I love your Alien Interview series… hurry with 7.

Suzanna

All well and good…the TPTB are military and they can do as they
damn well please. Does the US have any actual $ left? I guess they
could steal more from the overweight TV watching public that is
apparently clueless. I don’t hate my fellow man, I like my quiet,
(mostly) friendly neighbors that largely mind their own business.
And mostly I like the countryside on my little swatch of land with
a tiny woods and wildlife bouncing around. I have 2 dogs…one old
and one still immature, and a just right kitty and there is a husband
that I enjoy spoiling and indulging…he, being a man does manly
things, like split wood. We have no time for TV and I prefer to eat
at home. There is a deadly virus don’t you know? I hear tell that
the “variants” cropping up are actually the side effects of those that
took the poke. Don’t know. What I would prefer to experience is
peace and cooperation among nations and health being promoted.
The best is for everyone to thrive and contribute to the whole…why
is that not happening?There are demons among us.

Addy

China is peaceful & not expansive. But it will protect its turf & its people’s interests, with determination & might.

dzr

I don’t think that America is pulling back from Asia at all.

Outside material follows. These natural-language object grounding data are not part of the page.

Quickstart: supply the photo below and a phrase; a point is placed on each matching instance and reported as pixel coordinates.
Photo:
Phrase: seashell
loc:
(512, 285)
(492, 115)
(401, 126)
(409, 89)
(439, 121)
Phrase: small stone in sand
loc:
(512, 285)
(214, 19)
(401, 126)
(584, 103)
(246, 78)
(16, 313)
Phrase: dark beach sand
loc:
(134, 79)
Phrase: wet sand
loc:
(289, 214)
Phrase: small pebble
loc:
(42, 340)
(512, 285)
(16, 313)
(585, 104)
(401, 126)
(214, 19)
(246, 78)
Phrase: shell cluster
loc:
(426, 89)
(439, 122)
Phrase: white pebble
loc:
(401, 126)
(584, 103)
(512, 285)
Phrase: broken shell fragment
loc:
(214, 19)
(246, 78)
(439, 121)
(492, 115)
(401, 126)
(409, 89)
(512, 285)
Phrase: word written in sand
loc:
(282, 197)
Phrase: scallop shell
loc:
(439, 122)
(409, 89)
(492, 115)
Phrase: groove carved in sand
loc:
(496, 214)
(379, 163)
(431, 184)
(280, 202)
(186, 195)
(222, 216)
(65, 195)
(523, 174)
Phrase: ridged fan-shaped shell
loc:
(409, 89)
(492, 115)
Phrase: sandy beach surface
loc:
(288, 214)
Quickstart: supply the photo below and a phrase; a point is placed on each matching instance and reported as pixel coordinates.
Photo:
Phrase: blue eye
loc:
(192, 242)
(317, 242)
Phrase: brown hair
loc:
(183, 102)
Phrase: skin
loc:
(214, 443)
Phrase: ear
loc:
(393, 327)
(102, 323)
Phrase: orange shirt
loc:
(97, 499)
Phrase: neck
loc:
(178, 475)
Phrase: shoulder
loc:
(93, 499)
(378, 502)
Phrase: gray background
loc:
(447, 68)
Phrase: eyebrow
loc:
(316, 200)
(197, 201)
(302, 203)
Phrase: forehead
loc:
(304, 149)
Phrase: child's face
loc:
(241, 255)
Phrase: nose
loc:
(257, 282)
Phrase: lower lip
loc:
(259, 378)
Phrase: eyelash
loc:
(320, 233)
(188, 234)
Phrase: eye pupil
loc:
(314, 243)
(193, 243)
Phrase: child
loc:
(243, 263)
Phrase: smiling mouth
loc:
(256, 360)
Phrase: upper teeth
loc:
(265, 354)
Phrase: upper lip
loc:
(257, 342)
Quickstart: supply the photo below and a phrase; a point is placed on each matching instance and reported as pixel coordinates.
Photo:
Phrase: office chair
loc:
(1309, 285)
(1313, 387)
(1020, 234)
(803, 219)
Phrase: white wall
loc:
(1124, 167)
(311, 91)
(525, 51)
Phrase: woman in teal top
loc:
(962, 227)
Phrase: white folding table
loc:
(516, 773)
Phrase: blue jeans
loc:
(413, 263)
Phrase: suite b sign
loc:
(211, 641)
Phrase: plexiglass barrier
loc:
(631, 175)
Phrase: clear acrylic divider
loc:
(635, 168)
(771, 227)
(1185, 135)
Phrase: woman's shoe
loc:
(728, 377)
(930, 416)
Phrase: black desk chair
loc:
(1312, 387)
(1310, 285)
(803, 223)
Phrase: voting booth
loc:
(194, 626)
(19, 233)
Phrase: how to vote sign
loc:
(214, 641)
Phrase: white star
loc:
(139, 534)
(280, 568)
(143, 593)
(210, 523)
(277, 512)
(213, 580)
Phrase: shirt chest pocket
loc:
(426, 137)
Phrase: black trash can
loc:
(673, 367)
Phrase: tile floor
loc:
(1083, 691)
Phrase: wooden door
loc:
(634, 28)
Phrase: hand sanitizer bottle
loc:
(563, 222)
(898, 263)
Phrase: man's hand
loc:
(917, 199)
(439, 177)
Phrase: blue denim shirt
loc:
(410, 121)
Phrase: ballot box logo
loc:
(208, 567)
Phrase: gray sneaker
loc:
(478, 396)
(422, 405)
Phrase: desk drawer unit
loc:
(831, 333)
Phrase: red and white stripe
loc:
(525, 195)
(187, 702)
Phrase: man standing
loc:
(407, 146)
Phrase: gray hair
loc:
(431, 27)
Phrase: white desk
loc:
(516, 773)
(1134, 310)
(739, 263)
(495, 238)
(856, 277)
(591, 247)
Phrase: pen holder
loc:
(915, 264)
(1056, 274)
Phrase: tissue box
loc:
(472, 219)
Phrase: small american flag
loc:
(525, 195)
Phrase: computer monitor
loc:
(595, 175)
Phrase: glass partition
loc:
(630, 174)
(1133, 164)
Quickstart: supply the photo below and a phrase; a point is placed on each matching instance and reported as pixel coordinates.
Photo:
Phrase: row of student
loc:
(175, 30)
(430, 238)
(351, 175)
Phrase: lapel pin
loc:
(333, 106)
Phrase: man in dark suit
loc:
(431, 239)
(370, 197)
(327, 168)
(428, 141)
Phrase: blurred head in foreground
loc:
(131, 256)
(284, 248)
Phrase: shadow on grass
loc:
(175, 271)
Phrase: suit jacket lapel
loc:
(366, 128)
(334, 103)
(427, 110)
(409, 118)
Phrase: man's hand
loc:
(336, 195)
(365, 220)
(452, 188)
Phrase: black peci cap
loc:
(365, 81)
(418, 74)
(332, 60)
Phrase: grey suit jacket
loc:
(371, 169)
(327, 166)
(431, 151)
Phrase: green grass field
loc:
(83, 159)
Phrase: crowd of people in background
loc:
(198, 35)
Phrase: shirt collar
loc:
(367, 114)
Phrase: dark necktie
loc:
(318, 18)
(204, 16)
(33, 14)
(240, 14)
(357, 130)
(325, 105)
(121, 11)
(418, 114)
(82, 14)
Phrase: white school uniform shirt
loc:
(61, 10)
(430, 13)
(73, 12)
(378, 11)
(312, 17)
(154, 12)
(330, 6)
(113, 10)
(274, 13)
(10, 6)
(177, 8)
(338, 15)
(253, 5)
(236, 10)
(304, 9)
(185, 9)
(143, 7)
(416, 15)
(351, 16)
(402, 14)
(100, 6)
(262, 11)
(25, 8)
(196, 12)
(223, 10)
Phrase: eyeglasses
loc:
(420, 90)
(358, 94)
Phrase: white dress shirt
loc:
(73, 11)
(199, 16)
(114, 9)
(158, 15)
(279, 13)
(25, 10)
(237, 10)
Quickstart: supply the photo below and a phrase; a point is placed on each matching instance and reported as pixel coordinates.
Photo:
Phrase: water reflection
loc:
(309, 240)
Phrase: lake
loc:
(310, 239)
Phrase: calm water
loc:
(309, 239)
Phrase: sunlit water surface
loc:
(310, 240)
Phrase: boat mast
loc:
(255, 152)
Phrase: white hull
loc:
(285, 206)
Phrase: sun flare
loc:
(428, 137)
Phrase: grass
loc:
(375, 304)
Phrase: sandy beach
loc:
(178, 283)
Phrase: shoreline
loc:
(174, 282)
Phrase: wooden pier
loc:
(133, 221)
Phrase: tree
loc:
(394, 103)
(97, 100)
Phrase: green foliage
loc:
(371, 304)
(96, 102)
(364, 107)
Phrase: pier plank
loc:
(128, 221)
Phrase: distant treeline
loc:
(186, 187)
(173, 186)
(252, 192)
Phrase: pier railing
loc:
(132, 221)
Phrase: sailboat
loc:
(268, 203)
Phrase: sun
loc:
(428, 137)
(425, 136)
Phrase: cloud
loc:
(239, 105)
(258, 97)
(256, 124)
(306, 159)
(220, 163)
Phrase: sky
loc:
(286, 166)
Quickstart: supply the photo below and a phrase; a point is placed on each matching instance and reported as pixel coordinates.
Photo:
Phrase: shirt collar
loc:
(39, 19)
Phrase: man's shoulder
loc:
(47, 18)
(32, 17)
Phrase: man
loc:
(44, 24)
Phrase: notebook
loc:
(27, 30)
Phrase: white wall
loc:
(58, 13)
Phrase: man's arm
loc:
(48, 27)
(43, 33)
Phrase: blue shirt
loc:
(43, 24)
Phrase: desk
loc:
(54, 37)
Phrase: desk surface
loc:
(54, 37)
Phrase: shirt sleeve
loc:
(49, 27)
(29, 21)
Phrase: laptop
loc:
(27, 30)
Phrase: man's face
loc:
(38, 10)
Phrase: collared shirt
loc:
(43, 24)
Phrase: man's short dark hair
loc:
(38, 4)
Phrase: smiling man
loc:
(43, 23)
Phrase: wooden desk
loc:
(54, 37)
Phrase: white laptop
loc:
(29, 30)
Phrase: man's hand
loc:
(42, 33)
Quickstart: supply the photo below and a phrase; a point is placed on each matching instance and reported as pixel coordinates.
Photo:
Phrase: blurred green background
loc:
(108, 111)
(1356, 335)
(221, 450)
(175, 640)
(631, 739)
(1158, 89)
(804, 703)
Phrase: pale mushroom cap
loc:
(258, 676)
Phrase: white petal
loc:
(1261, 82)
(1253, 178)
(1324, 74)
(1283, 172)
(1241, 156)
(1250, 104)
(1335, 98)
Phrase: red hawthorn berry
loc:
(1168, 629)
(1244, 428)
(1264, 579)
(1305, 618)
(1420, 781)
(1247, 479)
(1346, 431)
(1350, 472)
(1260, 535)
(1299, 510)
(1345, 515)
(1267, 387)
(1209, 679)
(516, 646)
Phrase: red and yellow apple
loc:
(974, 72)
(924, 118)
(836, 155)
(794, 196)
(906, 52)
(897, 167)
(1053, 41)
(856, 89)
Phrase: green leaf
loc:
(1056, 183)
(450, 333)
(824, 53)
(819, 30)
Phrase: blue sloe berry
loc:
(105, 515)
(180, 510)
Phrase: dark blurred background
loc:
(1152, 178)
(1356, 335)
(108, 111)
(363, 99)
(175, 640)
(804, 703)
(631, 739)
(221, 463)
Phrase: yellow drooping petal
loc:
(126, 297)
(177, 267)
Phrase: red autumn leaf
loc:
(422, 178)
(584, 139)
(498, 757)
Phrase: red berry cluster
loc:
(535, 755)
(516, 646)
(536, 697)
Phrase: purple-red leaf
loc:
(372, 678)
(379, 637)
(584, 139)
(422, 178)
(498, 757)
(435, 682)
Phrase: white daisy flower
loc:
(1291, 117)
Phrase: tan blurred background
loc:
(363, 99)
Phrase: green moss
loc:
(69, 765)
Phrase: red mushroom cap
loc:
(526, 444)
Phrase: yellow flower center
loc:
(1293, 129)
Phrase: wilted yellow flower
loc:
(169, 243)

If anything, America is trying to withdraw troops from the Middle East but only to deploy more of its war machine in Asia in preparation of an eventual world war against China.

Just the other day, a US military plane landed in Taiwan, which was a designed provocation to undermine the One China policy and further use Taiwan as a “stick” to poke at China…..

Last edited 2 years ago by dzr
Greg

I work for a company that now has most of it’s accounts, even small factory and logistics facility in China. All of the upper and lower management and some hourly employees are ex military. But once military, always military, and they will get double dipped pensions. I’m of the opinion if any conflict occurs it will be staged and short lived. They keep the fear and the idea of war going to keep the trillions of dollars expenses in the budgets. Corporate America is tied to Corporate China in a huge way as if they are the same entity.
Too much money being made. Nobody is going to ruin that.

JustAnotherAsian

Another good read. TQ MM.

I dont think there will be much tears shed when this American Oligarchy empire finally falls. The entire world will be a safer place then.

Have not commented lately due to busy digesting the alien interview series.